Another barrage thumped against our deteriorating shield. With practiced ease, Jane popped up and squeezed off four rounds. Amazingly, the shooting stopped for a few moments.
"See? It's accurate."
"Now don't miss your other four shots and we'll only have seven people trying to kill us!"
My radio squawked. "We're a block away!"
A block. Depending on the conditions, we had anywhere from one to two minutes to hold out. Jane looked at me, both of us knowing the meaning: dear lord, please don't let us get shot when we're so close to surviving this clusterfuck. Unfortunately, the desk had about ten more seconds worth of life.
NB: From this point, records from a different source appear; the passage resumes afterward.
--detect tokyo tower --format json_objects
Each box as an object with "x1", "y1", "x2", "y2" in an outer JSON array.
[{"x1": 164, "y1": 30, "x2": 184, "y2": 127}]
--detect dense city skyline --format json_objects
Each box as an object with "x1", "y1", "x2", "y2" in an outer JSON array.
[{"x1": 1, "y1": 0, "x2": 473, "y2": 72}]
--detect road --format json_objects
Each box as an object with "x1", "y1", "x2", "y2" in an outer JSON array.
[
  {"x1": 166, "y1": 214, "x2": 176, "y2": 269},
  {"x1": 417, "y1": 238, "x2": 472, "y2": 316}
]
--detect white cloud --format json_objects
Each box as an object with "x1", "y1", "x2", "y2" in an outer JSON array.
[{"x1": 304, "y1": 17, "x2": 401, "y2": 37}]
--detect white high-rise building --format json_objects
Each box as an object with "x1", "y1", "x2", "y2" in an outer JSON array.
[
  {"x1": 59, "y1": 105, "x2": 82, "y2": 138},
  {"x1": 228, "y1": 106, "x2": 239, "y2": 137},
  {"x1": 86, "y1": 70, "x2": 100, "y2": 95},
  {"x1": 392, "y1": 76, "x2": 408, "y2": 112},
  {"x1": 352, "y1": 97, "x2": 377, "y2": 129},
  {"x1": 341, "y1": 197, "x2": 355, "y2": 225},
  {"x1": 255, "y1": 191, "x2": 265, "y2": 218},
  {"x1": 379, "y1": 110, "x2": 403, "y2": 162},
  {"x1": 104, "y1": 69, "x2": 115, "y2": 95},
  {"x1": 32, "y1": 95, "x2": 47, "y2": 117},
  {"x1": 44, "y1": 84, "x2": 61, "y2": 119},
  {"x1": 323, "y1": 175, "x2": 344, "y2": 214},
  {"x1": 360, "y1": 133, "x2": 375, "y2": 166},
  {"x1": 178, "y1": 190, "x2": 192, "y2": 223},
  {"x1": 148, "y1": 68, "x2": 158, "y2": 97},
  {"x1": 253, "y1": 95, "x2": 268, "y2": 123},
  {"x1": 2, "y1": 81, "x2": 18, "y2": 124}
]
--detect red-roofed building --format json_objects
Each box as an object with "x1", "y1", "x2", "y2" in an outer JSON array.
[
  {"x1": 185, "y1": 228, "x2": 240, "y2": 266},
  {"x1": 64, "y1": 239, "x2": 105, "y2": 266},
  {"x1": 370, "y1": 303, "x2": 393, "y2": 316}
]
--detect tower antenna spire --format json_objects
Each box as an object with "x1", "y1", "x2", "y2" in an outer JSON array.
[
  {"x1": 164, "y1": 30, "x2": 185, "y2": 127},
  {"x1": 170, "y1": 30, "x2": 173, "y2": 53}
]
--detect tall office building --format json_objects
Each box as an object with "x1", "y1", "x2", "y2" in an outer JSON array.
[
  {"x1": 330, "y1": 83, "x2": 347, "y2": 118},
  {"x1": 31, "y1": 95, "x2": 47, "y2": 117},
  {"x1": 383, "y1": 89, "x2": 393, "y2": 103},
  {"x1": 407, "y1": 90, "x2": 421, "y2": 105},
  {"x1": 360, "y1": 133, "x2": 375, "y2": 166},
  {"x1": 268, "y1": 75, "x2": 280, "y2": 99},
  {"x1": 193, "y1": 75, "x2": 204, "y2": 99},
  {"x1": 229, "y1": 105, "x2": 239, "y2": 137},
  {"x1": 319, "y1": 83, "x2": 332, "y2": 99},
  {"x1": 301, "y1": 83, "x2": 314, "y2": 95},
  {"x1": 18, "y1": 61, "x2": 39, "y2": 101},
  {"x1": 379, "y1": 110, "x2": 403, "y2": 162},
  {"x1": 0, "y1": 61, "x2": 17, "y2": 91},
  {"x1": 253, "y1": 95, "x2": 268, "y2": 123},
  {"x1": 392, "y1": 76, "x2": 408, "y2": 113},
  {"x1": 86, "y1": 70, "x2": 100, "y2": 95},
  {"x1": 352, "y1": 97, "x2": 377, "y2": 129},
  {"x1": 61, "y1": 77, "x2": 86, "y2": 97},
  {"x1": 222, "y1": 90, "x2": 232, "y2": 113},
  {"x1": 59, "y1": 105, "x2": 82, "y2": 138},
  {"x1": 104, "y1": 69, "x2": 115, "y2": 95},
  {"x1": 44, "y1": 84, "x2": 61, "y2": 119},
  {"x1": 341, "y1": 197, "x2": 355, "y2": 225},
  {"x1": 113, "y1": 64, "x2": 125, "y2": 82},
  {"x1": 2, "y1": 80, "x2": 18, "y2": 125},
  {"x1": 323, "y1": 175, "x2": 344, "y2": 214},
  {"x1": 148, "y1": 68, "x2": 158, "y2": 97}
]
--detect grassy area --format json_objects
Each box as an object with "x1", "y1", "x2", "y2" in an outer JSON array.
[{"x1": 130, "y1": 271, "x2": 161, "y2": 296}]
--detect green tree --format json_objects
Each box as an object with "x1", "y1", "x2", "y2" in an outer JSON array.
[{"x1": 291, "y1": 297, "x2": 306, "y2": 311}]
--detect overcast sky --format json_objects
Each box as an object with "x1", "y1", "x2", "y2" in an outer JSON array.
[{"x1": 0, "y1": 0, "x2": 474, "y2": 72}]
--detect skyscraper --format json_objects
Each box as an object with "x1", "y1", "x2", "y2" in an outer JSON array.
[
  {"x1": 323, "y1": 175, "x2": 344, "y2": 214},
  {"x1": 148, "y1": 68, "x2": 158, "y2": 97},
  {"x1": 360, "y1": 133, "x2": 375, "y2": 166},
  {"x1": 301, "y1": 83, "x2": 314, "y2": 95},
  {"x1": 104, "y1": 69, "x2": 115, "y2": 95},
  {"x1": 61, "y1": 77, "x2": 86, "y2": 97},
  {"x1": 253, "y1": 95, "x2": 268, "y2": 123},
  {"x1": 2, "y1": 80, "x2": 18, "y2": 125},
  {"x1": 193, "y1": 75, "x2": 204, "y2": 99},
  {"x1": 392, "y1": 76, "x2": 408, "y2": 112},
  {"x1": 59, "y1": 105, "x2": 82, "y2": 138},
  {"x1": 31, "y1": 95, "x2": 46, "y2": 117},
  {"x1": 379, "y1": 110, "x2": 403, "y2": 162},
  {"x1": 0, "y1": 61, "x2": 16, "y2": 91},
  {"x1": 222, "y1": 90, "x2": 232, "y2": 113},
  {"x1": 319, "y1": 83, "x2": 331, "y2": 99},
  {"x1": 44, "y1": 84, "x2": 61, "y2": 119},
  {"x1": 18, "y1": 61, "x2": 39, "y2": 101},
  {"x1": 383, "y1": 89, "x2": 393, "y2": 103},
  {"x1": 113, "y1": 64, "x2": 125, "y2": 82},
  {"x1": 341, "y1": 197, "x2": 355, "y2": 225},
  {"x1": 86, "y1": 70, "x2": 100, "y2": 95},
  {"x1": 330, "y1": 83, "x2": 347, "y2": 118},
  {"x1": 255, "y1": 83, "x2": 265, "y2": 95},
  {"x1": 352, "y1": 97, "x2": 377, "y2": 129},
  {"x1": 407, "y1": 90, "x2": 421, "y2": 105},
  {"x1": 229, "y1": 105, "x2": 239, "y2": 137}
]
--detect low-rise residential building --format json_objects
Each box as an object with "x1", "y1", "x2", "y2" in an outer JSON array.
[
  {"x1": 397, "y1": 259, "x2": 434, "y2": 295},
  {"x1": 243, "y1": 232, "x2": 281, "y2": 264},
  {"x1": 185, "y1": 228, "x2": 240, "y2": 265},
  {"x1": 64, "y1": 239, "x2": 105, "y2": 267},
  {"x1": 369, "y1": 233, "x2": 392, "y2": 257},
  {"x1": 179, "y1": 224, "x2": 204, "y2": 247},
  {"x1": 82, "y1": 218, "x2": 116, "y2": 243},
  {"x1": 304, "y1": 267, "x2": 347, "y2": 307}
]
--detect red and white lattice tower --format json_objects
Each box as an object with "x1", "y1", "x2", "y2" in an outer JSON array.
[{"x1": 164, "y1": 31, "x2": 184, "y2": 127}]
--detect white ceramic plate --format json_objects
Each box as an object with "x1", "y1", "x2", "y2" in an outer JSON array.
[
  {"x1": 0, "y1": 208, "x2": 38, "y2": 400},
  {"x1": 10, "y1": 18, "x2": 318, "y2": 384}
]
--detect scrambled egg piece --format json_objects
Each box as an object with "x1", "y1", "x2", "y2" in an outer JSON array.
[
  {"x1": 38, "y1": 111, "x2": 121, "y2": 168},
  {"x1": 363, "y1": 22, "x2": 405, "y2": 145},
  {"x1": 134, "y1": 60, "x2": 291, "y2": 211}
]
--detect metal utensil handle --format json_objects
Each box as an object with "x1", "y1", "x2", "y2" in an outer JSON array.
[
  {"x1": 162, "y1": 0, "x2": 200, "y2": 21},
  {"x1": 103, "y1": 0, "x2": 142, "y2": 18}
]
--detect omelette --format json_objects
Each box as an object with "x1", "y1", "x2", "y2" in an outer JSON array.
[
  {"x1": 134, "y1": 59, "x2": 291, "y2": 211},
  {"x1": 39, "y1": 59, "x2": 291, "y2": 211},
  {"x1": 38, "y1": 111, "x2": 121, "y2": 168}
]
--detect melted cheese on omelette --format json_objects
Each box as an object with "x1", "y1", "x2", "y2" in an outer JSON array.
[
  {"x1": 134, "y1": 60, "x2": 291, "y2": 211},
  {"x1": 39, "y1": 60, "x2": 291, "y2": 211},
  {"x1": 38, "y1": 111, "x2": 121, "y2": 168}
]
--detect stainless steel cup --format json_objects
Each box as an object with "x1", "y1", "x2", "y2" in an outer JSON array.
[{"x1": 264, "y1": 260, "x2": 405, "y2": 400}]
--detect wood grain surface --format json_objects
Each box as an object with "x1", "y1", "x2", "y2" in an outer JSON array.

I nodded at her. "I'll go right."
"I'll go left," she smirked.
We rose from our hiding spot and dashed our respective directions. This was like every other run down shack of a warehouse, littered with dust, rust, and various things in advanced stages of disuse. Already I saw a two burly goons trying to outflank us, and to them, I expended six precious shots. Unlike wunderkind over there, I wasn't some deadeye prodigy, but what I lacked in accuracy, I made up for with what the chief termed "stupid determination."
That stupid determination made me slide into the two fallen men, snatch their guns from their loosening grasps, and spray the rest of our assailants with some two-fisted antics. Eventually though, the guys in the back got wise to me and returned fire. Through some insane miracle, I didn't end up like a beehive by the time I dove for cover behind a stack of cobweb crusted tires.
There was less shooting now. I probably hit a bunch of those bastards, maybe even all the ones out in the open. It'd only been another twenty seconds since backup radioed, but I figured we were doing pretty well
Until I looked over at Jane.
First of all, she was face down, her gun lying uselessly about a meter away. I saw her twitching as sparks of bullets hitting metal surrounded her. I'd never felt so helpless in my life as I watched her inch toward something resembling cover. My brain told me to get over to her, but my instincts said I couldn't. I'd just be killing myself and that wouldn't do either of us any good. Instead, I aimed for those focused on her, and in no time, I had every lowlife's undivided attention.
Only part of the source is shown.